GenAI and agentic models are reshaping financial services by enhancing user experience, fraud detection, payments innovation, and compliance processes.
Key trends identified by John Kain of AWS include end-to-end user experience enhancement, data modernization, and embedded financial services.
Real-time payment systems globally, such as India's UPI and Brazil's Pix, are becoming prominent, influencing customer expectations and posing challenges for infrastructure and fraud prevention.

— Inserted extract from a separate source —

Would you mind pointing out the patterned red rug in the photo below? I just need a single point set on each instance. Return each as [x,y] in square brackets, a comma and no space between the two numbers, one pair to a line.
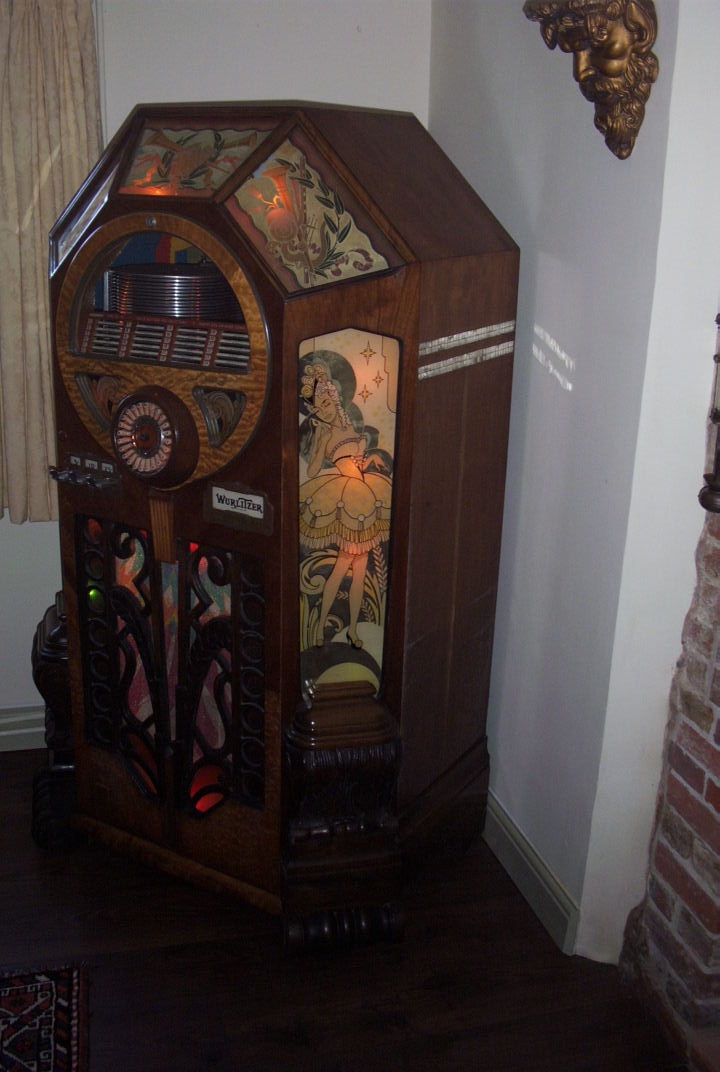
[44,1021]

AI is increasingly utilized for fraud detection in instant payments, with techniques like distributed model training and clean room environments to share fraud data.
Agentic AI, particularly AI agents, is gaining traction in serving customers more effectively through tasks like call center automation, compliance, and personalization.
Models like retrieval-augmented generation (RAG) are improving accuracy and guarding against hallucinations in financial decision-making processes.
AWS is addressing cost concerns related to GenAI through custom chips, model distillation, and flexible model options, offering clients choices to optimize performance and cost.
Clients can leverage AWS models like Nova and DeepSeek R1, which provide cost-effective alternatives for tasks like AML while maintaining performance.
Customers are encouraged to experiment with different models and price points to find optimal solutions that balance quality and cost effectiveness.
Kain highlights the importance of flexibility in model selection and cost optimization for financial institutions adopting GenAI technologies.